The director general of the Rijksmuseum in Amsterdam has appealed for the return of a stolen Frans Hals painting as he prepares to open a major exhibition devoted to the Dutch master without the “amazing” €15m artwork.
Two Laughing Boys With a Mug of Beer was stolen from the Museum Hofje van Mevrouw van Aerden in the Dutch town of Leerdam in August 2020. Unlike a Van Gogh painting believed to have been taken by the same gang and recovered last year, the Hals appears to have vanished into the criminal world.
Speaking on Tuesday at the launch of an exhibition of Hals’s work, Taco Dibbits said the painting was particularly unusual due to its composition and called for its return.
“That is an amazing painting,” said Dibbits. “Usually he [Hals] paints a group portrait or people on their own and here you see two boys interacting. That is something we would love to show and I really hope this painting will be rediscovered. This is a painting that belongs to us all.”

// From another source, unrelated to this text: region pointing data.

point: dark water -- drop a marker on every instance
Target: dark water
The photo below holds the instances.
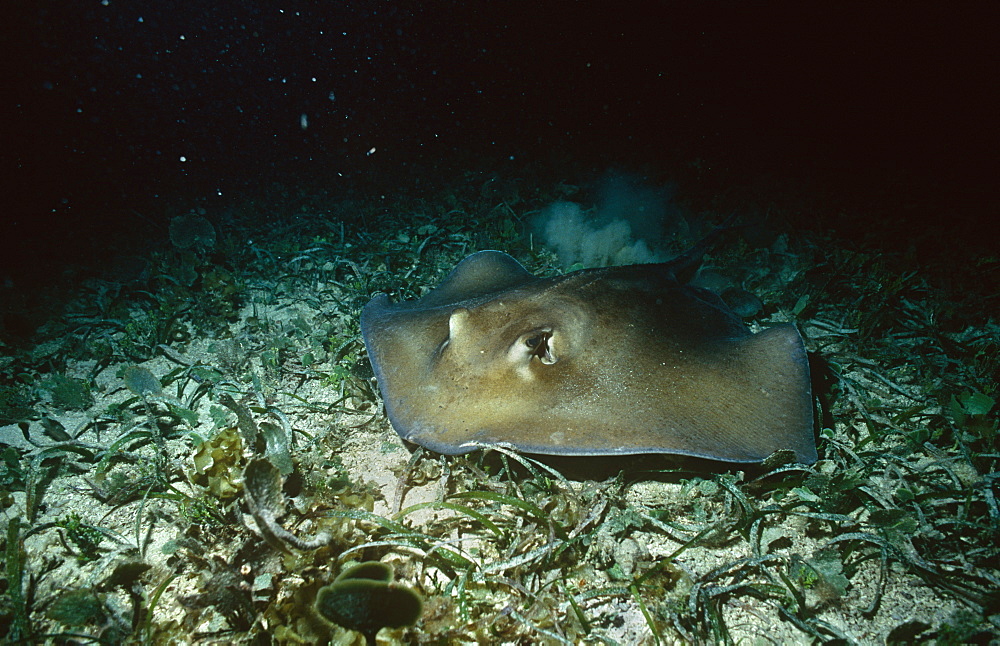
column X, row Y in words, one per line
column 118, row 115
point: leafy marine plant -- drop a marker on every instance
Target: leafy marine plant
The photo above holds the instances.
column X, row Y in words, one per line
column 364, row 598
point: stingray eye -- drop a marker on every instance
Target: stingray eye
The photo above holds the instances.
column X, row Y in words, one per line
column 538, row 346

The show, which opens to the public on Friday, contains 50 works by the 17th-century master of the “loose touch”, laughing faces, red cheeks and empty wine glasses. There is also an extended display in the Frans Hals Museum in nearby Haarlem, where the Antwerp-born artist lived and worked.
While the Rijksmuseum exhibition is based on a recent show at the National Gallery in London that will then travel to Berlin, it also has unique works. The gigantic group portrait Banquet of the Officers of the St George Militia Company in 1616, for instance, has never before been lent out from Haarlem and was only released with special approval from the mayor.
“Frans Hals is one of the greatest painters of the 17th century, one of those painters who really captures laughing people, that fleeting movement, with quick brushstrokes and this enormous energy,” said Dibbits. “Frans Hals invented modern painting.”